In 한국 출신, 한국 isn't a location but is the country/nation.
한국 음신 = Korean food
한국 음악 = Korean music
출신 = native
한국 출신 = Korean native / native Korean.
If you want to use a marker, then you could use 한국의 출신.
의 is a possessive marker. It means "belonging to" / "of".
Can you use this phrase with cities, or countries only? Can I say: 남자는 파리 출신입니다. If not, what is the correct phrase? Thanks.
When do we use , "from" and when to use "in" ? Can someone explain pls? I mean , "The woman is in Korea" or the woman is from korea
The woman is in Korea = 여자는 한국에 있[다/습니다]. - This sentence means that the woman is in Korea right now. The woman is from Korea = 여자는 한국에서 왔습니다. - This sentence means that the woman came from Korea.
"The woman is Korean" and "the woman is from Korea" they both mean the same.
Hi Hatchy93, I actually agree with you and you are right in most cases. However, there are cases when someone is no longer Korean even if he or she is originally from Korea. For example, if you search the name Viktor Ahn - one of the most accomplished short-track speed-skaters of all time, you will find that he is now Russian but originally from Korea. He was born and raised in Korea and won many gold medals in the 2006 Winter Olympics as a member of the Korean national team. However, he later chose to join the Russian team as he felt that he was not being fairly treated within the Korean national team. In the 2018 Olympics, he won three gold medals as a Russian citizen. There are many similar cases like him and vice versa - the woman may be Korean now but originally from a different nation or the woman is no longer Korean but originally from Korea. I hope this explanation deepens your understanding of the Korean word - 출신이다! Keep up the great work and continue to enjoy learning Korean!
They don't quite mean the same thing.
For example: A woman born and raised in America with Korean parents is "from America", but also is Korean (by heritage).
Edit: And a child born in Korea to non-Korean parents isn't Korean despite arguably being from Korea.

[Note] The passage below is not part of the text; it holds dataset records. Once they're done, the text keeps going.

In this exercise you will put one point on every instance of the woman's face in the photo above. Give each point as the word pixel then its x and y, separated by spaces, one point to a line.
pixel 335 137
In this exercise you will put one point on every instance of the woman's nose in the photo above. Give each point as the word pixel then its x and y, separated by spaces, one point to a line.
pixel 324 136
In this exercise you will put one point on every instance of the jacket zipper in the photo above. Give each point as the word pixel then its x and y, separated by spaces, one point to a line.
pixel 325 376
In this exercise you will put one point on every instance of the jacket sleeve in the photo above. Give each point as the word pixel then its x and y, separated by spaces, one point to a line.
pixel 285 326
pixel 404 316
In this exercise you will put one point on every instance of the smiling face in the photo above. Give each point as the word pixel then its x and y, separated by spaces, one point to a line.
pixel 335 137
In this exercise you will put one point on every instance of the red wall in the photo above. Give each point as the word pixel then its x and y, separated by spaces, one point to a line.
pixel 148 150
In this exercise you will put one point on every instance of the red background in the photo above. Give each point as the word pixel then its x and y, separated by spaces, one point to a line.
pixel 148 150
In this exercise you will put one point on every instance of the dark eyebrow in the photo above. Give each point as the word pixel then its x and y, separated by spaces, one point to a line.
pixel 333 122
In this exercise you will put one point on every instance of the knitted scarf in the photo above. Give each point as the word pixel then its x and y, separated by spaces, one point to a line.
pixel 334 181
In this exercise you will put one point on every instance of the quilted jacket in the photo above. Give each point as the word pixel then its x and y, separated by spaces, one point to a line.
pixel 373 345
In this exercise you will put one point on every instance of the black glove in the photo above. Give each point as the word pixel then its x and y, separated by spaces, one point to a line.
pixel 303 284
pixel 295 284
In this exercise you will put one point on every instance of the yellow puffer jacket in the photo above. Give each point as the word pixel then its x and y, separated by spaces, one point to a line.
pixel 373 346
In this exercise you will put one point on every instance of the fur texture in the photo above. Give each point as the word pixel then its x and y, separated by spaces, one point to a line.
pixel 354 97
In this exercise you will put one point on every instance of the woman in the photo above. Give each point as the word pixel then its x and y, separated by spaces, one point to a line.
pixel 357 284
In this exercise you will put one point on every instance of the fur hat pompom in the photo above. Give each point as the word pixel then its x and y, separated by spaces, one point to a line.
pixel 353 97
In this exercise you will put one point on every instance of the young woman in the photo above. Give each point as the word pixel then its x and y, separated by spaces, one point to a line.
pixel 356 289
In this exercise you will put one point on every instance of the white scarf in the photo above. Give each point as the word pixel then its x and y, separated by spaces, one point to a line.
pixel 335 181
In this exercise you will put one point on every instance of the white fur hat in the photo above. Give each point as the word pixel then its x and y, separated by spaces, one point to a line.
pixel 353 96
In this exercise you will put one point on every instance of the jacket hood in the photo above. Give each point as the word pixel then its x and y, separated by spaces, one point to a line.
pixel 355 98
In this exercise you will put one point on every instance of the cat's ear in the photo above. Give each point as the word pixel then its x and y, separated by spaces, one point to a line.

I just got a typo in my sentence when I write it but it's taking the gearts awat
출신 means "native".
But "The woman is Korean." could apply to a woman born outside of Korea to Korean parents. Such a woman would be "Korean", but not "한국 출신".
American food - 미국 음식
Chinese person - 중국 사람
French music - 프랑스 음악
출신 means native
한국 출신 - Korean native /native of Korea
한국에 출신 doesn't make sense, because they're a native even if they leave Korea.